By: Alexandra Kinias –
I once asked my father, why it is that religion is written on IDs. We were driving back from school along the Alexandria shore, as we did every day for many years. Out of the window I would see the blue Mediterranean extending to the horizon. On warm days its crisp air carried the light scent of iodine that is distinctive of Mediterranean cities.
Without hesitation, my father responded that it was the government’s way to know whether to bury the homeless and those who died in accidents with no families to claim them in Muslim or Christian cemeteries. For a seven-years-old this explanation made perfect sense. My father sounded very convincing that it took me years before I questioned if and why the homeless cared to carry IDs.
My endless questions were always answered by my father. In fact the answers lived between the pages of his books that were piled up around the house. And before my twelfth birthday, we were both reading the same books.
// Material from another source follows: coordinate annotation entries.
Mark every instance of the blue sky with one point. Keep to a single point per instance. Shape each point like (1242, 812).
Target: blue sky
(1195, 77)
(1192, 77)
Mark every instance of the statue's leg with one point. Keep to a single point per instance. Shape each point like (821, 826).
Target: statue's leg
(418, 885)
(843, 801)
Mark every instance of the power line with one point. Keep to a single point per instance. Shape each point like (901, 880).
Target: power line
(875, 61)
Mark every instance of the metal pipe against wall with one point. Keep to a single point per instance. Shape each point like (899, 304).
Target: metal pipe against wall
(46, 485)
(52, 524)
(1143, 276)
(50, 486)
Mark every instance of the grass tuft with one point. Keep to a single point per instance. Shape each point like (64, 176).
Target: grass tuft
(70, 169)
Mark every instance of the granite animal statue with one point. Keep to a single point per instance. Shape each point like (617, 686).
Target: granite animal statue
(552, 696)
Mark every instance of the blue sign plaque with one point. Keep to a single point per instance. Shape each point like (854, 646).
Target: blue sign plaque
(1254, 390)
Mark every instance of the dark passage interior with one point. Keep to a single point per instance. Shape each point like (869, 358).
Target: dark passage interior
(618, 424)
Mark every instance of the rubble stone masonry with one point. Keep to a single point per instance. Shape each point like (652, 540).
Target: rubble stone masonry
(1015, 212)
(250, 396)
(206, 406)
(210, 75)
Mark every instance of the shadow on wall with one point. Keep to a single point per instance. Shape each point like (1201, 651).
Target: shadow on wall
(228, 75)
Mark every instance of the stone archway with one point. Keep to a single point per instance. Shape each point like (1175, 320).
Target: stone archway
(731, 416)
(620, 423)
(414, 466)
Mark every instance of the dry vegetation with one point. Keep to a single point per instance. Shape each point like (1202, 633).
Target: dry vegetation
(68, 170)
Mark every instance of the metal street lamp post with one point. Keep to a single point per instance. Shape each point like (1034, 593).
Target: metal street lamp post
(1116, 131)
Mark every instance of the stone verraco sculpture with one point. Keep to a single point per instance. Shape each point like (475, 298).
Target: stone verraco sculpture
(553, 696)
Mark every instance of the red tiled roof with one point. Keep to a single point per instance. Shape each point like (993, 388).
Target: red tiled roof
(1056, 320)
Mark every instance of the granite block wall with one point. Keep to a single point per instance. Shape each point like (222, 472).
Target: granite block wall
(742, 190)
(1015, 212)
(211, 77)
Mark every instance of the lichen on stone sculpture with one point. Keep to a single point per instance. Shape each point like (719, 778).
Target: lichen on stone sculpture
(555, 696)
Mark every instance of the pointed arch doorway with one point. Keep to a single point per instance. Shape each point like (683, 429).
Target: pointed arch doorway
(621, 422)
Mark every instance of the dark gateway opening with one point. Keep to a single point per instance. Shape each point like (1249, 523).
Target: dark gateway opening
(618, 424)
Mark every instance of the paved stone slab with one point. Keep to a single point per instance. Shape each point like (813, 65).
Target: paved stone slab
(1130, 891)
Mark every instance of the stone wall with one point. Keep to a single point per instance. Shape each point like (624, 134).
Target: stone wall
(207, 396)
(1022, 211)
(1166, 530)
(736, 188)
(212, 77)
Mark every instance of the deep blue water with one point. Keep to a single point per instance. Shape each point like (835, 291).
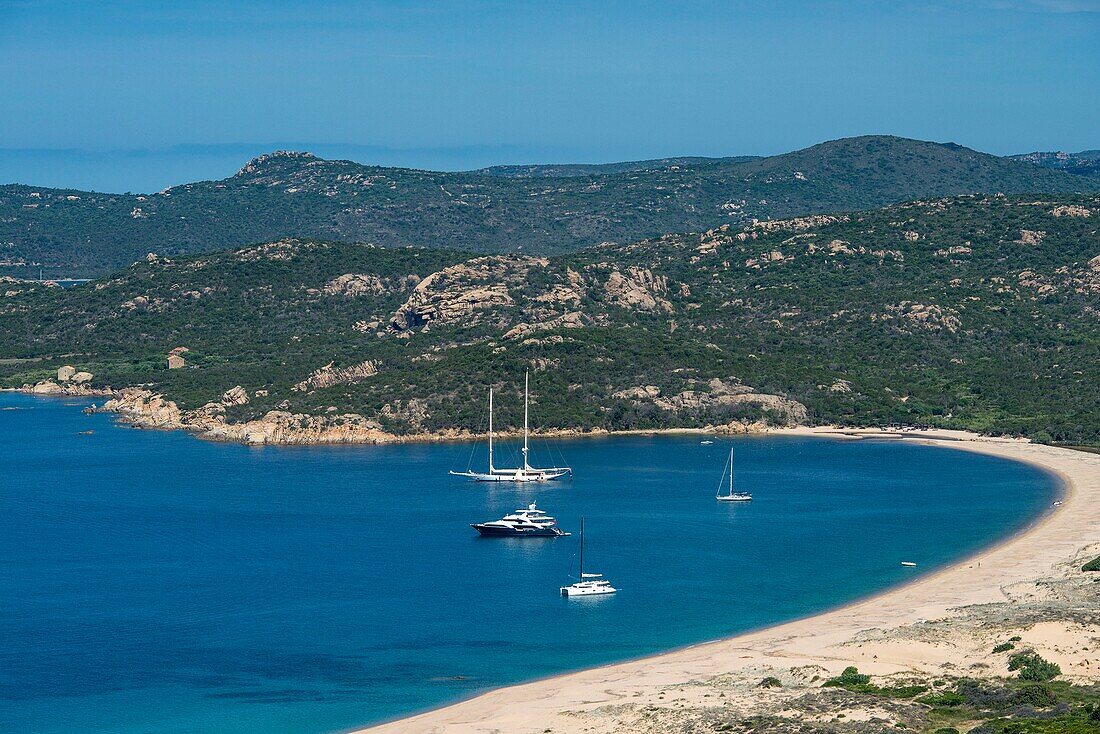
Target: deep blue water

My grandfather was a Moroccan sailor who left his oasis in the southern Moroccan Sahara to travel the world. He met the love of his life in Crete and they settled to Egypt. I met neither of them. My grandfather died at sea, I was told. My father inherited the love of the sea from his father. He also had a heart of a sailor and a soul of a gypsy. His boat was his second home, or maybe the first, depending on whom you asked. Together we sailed some rough seas. And this is not a metaphor.
Driving back from school was our bonding time. He was a great buddy; a child trapped in a man’s body. We spent hours playing with our toys and building projects together, which he genuinely enjoyed. We picked stray puppies from the streets and brought them home to my mother to feed. He taught me target shooting, bird hunting and fishing. But what I loved most about him was that he could stop the clock anytime an idea as important as showing me how to catch fish in a glass jar or flying a kite came to his mind.
I remember a summer afternoon together on the beach. He had a glass jar with a piece of bread inside it. I watched him as he covered the opening of the jar with a cloth, fastened a rubber band around it, and then cut a hole in the middle with his Swiss Knife. He immersed the jar under water between some rocks and we stood few steps away and watched as the little fish swam inside it.
My father was never punctual. But for him there was nothing more important than enjoying an intellectual conversation, experimenting with a new idea or driving for two hours to Cairo to show me the mask of King Tut, obviously because I had asked something about it, and plotting together later how to rob it from the Egyptian museum while eating ice-cream at our favorite place.
My father’s religious affiliation is not of any significance here, but what is important though is that he was born in a cosmopolitan society that was vibrant and tolerant. At the first half of the twentieth century religion was a very personal matter and people practiced their faith within the walls of their homes, mosques, churches and synagogues. My father was a manifestation of this society. Being well read, he could debate any of the religions as if he were a member of that particular faith. He could have easily passed as a Muslim, a Christian, a Jew, all of the above, or none of the above; I often wondered.
As years went by, the issue of ID cards became less intriguing. I no longer believed my father’s explanation of course, yet certain issues eventually become accepted as a way of life, even if they don’t make sense. Even Egyptians who view this issue as a form of discrimination and advocate for its removal, they proposed no plausible explanations to support their arguments for why it was written in the first place.
The discrimination against the Copts and Jews started in 641 A.D. shortly after the Islamic Conquest of Egypt. Non-Muslim subjects living in the lands that were conquered by the Muslims paid the jizya, an annual tax, in return for their protection, since they were neither allowed to carry weapons to defend themselves, nor to join the Muslim armies.
No official documents stated that, but presumably for that reason, people were then categorized according to their religion and somehow it was documented on their official papers. Egyptian Copts and Jews paid the jizya to the Muslim rulers from 641 A.D. until Mohamed Ali abolished this law in 1839. It is unclear, though, why religion still appeared on IDs, but most likely it was a decision made to avoid the wrath of the religious scholars who had strong influence over the people. In today’s society it serves nothing but creating prejudices between the various religious camps.
Over dinner at our favorite Pizza place I would have loved to disclose this revelation to my father and ask him if he knew that all along. My father lived large and enjoyed life to the extreme as he must have had a premonition that his life would be short lived. I lost him in a car accident shortly after I graduated from college. He died at a young age before I had time to ask him more questions about matters that I heard over the years, but never made sense to me. I always wanted to know if my disclosure had any relevance to why his family’s name was dropped from officials records after they settled in Egypt. As some lives end abruptly, their stories are left with no closure and it is left to our imagination to improvise and weave the end the way we like them to be.